The second half of the course was, for me, the more enjoyable, as I was focusing primarily on literature and film, allowing me to exercise the literary-critical muscles that I developed in my first degree. In the module on the Holocaust also, I chose to write on literary responses. Literature and film is one of the newer areas of study in Jewish-Christian relations, recognising that for many people, literary images of Jews may be equally, if not more significant than Biblical and religious images. (How many people have read The Merchant of Venice or Oliver Twist as set texts at school?) Alongside familiar texts such as Oliver Twist or Daniel Deronda, I was also introduced to some 19th century texts by Jewish writers, Israel Zangwill and Amy Levy, articulating their experience as part of the growing British Jewish community. As well as intersecting with some of the familiar concerns of Jewish-Christian relations (for example in the question of how Jews and Jewishness are presented in films about Jesus), the study of literature and film enabled us to think about different concerns relating to our contemporary situation, such as intermarriage (touched on in many films from The Jazz Singer's successful Jewish/non-Jewish partnership - to the questions raised in Gentleman's Agreement - a 1947 film on antisemitism in America - and the failed relationship of Woody Allen's Annie Hall).
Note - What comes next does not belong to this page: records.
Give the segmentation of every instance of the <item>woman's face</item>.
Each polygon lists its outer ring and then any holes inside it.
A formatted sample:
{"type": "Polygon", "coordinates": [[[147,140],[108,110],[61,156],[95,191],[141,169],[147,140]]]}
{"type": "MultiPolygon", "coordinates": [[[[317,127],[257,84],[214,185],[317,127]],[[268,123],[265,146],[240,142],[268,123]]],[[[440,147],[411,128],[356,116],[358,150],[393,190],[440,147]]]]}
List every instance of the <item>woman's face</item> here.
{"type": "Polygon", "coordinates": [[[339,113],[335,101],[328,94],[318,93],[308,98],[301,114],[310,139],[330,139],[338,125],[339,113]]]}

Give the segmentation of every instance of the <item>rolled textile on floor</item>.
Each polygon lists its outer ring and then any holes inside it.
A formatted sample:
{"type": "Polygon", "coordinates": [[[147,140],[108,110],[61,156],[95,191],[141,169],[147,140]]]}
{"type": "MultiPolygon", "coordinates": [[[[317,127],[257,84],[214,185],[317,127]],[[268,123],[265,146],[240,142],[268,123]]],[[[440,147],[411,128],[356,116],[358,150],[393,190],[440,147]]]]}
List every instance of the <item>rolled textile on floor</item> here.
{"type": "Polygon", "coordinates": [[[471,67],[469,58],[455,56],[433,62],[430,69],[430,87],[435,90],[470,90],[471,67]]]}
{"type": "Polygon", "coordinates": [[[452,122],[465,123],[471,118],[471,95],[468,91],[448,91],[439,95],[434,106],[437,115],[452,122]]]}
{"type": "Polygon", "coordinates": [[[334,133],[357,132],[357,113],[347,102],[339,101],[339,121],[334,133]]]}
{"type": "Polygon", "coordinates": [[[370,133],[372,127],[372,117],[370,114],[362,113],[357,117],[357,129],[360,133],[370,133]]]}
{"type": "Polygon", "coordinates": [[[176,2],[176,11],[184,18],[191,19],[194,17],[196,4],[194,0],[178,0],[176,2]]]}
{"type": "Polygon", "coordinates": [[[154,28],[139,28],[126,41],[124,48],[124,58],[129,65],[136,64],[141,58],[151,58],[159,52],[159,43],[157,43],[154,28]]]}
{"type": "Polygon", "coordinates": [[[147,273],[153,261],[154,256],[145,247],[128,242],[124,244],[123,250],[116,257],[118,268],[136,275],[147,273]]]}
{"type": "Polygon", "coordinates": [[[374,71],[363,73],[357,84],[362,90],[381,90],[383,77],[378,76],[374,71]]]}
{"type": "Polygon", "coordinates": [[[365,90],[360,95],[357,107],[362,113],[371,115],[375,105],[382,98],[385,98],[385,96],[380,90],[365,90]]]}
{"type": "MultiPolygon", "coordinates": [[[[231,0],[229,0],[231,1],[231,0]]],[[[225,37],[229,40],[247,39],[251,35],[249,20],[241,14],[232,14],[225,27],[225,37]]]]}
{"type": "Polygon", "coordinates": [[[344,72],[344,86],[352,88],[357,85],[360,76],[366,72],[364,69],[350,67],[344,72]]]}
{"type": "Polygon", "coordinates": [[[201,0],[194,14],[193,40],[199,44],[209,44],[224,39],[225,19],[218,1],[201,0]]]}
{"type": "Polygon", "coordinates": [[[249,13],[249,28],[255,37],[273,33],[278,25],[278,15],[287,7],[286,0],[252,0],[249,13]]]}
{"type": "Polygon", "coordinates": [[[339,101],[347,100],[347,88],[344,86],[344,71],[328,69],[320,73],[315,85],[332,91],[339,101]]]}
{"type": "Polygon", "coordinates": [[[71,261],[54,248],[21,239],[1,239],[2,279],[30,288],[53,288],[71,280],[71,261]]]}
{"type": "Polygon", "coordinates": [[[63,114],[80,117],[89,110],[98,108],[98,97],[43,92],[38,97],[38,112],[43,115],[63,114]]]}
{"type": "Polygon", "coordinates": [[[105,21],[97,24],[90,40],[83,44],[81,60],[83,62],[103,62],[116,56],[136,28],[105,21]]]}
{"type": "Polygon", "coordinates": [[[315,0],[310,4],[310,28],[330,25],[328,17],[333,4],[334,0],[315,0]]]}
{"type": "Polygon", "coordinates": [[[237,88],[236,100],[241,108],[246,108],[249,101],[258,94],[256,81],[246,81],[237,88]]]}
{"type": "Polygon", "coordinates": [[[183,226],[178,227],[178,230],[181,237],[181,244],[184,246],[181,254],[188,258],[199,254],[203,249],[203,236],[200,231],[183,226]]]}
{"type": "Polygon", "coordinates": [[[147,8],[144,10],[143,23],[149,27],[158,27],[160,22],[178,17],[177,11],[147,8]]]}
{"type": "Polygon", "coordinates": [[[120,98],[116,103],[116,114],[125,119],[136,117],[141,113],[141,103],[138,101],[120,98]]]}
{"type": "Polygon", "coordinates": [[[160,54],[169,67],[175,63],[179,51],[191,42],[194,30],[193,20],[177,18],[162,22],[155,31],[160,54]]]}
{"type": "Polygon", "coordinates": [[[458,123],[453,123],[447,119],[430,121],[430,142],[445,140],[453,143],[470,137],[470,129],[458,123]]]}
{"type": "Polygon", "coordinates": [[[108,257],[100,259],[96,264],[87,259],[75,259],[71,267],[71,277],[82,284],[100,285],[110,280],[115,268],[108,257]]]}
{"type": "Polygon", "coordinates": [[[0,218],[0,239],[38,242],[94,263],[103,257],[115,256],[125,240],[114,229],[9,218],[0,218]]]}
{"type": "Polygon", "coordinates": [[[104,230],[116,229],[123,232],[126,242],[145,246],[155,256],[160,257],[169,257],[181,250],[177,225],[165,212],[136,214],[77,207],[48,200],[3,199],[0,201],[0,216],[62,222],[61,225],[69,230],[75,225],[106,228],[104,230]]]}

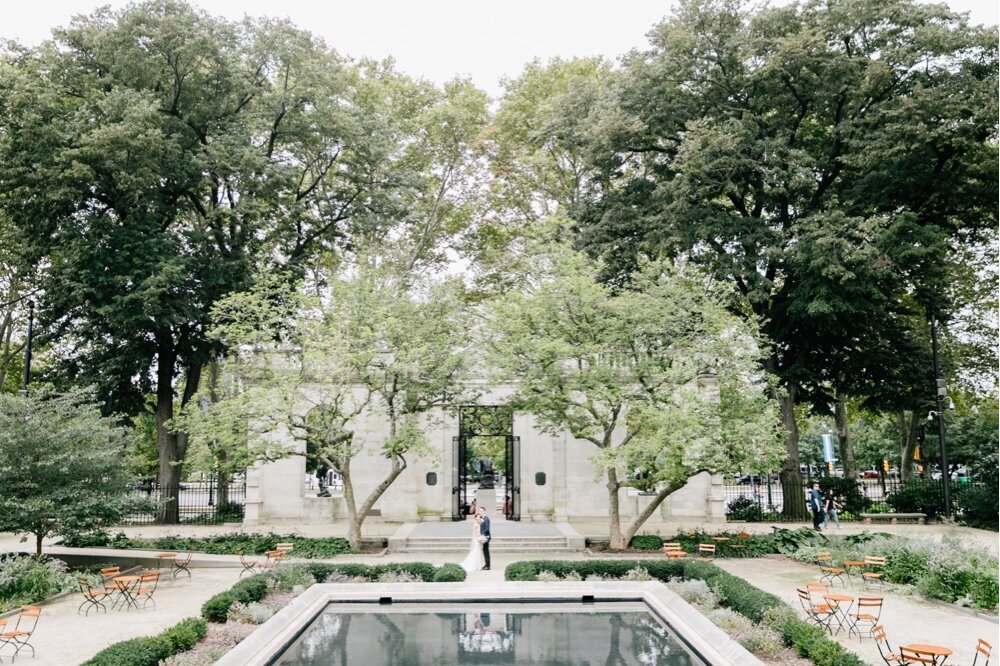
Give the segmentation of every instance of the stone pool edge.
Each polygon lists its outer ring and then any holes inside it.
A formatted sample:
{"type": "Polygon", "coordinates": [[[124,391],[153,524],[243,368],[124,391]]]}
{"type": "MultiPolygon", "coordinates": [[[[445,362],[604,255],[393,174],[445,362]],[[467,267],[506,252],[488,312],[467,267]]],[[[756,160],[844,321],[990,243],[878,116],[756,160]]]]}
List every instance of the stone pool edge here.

I decided to take the study of film further in my dissertation, in which I am looking at the representation of Jewish identity in films relating to the Holocaust such as Schindler's List and the recent The Pianist. I am thinking about the way in which these films present Jewish identity in relation to ideas of race and nationality; whether/how they use religious images and symbolism (a large proportion of the films portray assimilated, non-religious Jews), whether they distinguish between the experiences of men and women (few seem to feature Jewish women in prominent roles). One of my recurring questions is how these films relate to stereotypes of "the Jew" as "Other", and whether, in attempting to suggest the experience of the Holocaust they question or reproduce this status. Fortunately, the Centre is generous in the amount of time they give us to complete our dissertations, and I am expecting this to keep me occupied at least until the New Year. I am not sure what I will be doing after that, but I hope it will be something that will make use of my experience this year, and allow me to keep reflecting on the questions that I have started to explore.